Article Text
Abstract
Introduction/Background To decrease immunosuppression and enhance T-cell activation in the tumour microenvironment, we conducted an open-label, investigator-initiated, multicohort, phase II trial (NCT03192059) of pembrolizumab with multimodal immunomodulation.
Methodology Chemotherapy-pretreated patients were recruited into two experimental cohorts (cervical carcinoma or endometrial carcinoma) and one exploratory cohort (uterine sarcoma). Patients received an immunomodulatory five-drug cocktail consisting of low-dose cyclophosphamide, aspirin, lansoprazole, vitamin D, and curcumin starting two weeks before radioimmunotherapy (figure 1). Pembrolizumab, 200 mg/dose, was administered on day 1 of each 21-day cycle from day 15 onwards; one of the tumour lesions was irradiated (8Gyx3) on days 15, 17, and 19. The primary endpoint was objective response rate (irORR) per immune-related response criteria (irRC) at week 26; a lower bound of its 90% confidence interval (CI) of >10% in either experimental cohort was considered successful.

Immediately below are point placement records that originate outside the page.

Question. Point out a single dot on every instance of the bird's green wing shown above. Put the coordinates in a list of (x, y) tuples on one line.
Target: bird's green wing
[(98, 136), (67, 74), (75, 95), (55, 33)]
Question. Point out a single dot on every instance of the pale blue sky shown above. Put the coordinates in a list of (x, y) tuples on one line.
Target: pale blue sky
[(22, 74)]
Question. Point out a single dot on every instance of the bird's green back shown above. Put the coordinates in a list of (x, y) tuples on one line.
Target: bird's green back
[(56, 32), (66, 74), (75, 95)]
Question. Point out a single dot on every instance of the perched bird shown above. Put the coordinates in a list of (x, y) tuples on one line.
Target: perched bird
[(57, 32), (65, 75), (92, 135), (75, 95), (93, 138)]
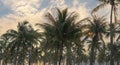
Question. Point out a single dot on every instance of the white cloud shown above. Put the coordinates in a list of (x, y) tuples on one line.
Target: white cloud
[(29, 10)]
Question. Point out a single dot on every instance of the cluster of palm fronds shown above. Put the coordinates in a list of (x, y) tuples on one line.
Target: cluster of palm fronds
[(64, 40)]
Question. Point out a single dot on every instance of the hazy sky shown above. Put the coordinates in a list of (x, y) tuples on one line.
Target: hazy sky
[(14, 11)]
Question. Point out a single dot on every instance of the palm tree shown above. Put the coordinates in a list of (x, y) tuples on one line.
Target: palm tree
[(21, 42), (61, 31), (95, 30), (113, 4)]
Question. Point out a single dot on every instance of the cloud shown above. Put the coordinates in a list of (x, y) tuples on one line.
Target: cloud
[(30, 10)]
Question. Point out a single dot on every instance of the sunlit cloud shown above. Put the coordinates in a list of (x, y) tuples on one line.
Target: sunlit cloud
[(31, 11)]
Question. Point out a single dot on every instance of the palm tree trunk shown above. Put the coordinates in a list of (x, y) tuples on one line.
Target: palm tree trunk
[(69, 62), (61, 51), (111, 38), (92, 56)]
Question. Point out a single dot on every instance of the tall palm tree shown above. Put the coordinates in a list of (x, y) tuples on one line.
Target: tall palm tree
[(95, 30), (62, 30), (113, 4), (21, 42)]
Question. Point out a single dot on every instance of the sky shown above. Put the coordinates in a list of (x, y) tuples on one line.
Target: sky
[(14, 11)]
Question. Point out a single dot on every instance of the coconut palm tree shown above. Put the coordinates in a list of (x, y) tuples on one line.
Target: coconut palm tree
[(61, 31), (95, 30), (113, 4), (21, 42)]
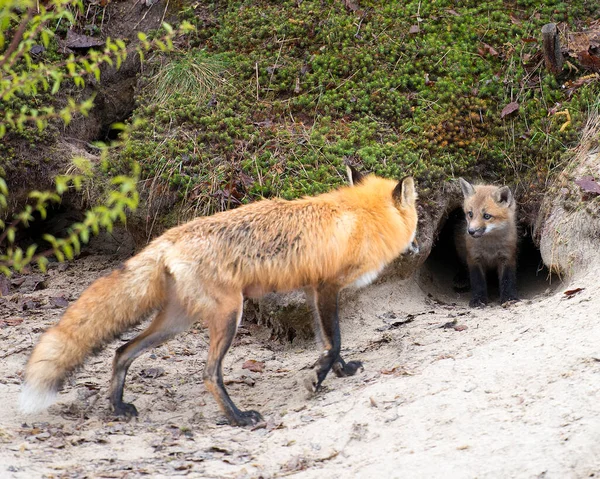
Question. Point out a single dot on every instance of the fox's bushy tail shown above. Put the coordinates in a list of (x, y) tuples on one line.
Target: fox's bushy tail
[(110, 306)]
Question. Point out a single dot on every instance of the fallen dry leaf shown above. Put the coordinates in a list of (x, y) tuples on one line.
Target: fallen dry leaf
[(254, 366), (76, 40), (571, 292), (588, 184)]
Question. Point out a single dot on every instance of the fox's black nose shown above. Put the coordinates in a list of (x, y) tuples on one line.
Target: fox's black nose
[(476, 233)]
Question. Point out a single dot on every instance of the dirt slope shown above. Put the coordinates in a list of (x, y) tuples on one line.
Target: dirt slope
[(514, 394)]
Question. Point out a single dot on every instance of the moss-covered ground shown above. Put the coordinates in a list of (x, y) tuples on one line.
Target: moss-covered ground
[(395, 87)]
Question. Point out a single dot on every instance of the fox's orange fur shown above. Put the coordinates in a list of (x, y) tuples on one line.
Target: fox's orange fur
[(488, 240), (203, 269)]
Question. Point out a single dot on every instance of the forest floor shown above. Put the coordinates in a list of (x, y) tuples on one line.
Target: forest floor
[(447, 391)]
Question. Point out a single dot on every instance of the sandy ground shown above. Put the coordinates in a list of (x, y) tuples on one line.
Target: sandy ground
[(447, 391)]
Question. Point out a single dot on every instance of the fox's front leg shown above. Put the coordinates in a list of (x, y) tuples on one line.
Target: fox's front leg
[(324, 301), (507, 277), (222, 329), (478, 286)]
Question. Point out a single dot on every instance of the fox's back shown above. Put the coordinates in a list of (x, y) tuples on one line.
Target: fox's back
[(278, 244)]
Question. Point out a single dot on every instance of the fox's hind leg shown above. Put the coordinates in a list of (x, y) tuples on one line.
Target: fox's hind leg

Results Fifty patients were enrolled and treated across the cohorts (cervical, n=18; endometrial, n=25; sarcoma=7). Pathology review revealed that 3/7 sarcoma patients had carcinosarcoma. At week 26, the irORR was 11.1% (90%CI, 2.0 to 31.0) in cervical cancer, 12.0% (90%CI, 3.4 to 28.2) in endometrial cancer, and 14.3% (90% CI, 0.7 to 52.1) in uterine (carcino)sarcoma. The best overall response rate per RECIST v1.1 was 22.2% (90%CI, 8.0 to 43.9), 12.0% (90%CI, 3.4 to 28.2), and 28.6 (90%CI, 5.3 to 65.9). Median PFS was 13.4 weeks (11.3 to 26.1), 13.1 weeks (13.1 to 19.4), and 34.3 weeks (95%CI, 5.6 to 77.9) (figure 2A-C). Grade≥3 treatment-related adverse events were reported in 10 (55.6%), 9 (36.0%), and 4 (57.1%) patients. Overall, there was one (2.0%) possible treatment-related death. Health-related quality of life was generally stable over time. Multi-parameter immune monitoring characterised the patients and revealed changes throughout study treatment.
Combined waterfall and swimmer plot of the (A) cervical cohort, (B) endometrial cohort, and © (carcino) sarcoma cohort. Each row (i.e., response bar + characteristics + swimmer lane) corresponds to one patient. Waterfall plot showing best percentage change from baseline in the sum of diameters of the target lesions best overall response is indicated by color coding of bars and includes assessment of target, nontarget, and new lesions. The dotted lines at -30% abd +20% indicate thresholds for partial Response Evaluation Criteria in Solid Tumors, version 1.1 (RECIST v1.1). Swimmer plot (event chart) for tumor response (response category indicated by color coding), progressive disease per RECIST v1.1, safety, time on study, and death. The solid lines at week 3 and week 26 indicate the first pembrolizumab dose and timing of the primary endpoint, respectively
Conclusion PRIMMO did not show sufficient evidence of a positive risk-to-benefit ratio to recommend a confirmatory phase III trial.